I lived in Vancouver in my twenties. Yaletown didn’t exist yet, other than as hulking rows of empty warehouses to be bicycled past quickly. Granville Island was an industrial wasteland, the Fairview Slopes didn’t slope anywhere, and False Creek was still a reclamation project. Elsewhere in town, the Ridge Theatre became known as the city’s repertory theatre, home to second run and art-house films. It showed midnight screenings of The Rocky Horror Picture Show, classics like Casablanca, and weeks-long series by Kurosawa and Hitchcock.

Going to the Ridge was a one-screen double-bill trip. The popcorn dripped with butter, and the concession stand’s most famous offering was Nanaimo bars from The Lazy Gourmet, owned by Susan Mendelsen and her then-partner, Deborah Roitberg. Susan started selling the bars to pay her way through a social work degree. Since then, The Lazy Gourmet has celebrated over 40 years of catering in Vancouver. Susan’s first book, Mama Never cooked Like This, was a joyful celebration, including Nanaimo bars. Susan included the recipe in her Expo 1986 cookbook as well, sealing its fate as a Canadian classic.
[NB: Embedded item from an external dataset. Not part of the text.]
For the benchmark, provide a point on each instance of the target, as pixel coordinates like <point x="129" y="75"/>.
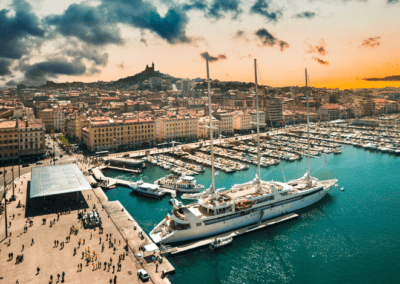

The Nanaimo bar, a 70-year-old Canadian dainty, has cracked the bastion of “old-money” food, the New York Times food pages. In 2019, writer Sara Bonisteel called it “a geological cross section… Its base is sedimentary…[with] a buttery silt… yellow buttercream… on the brink of liquefaction. And its top crust of chocolate… thaws like the Arctic tundra.”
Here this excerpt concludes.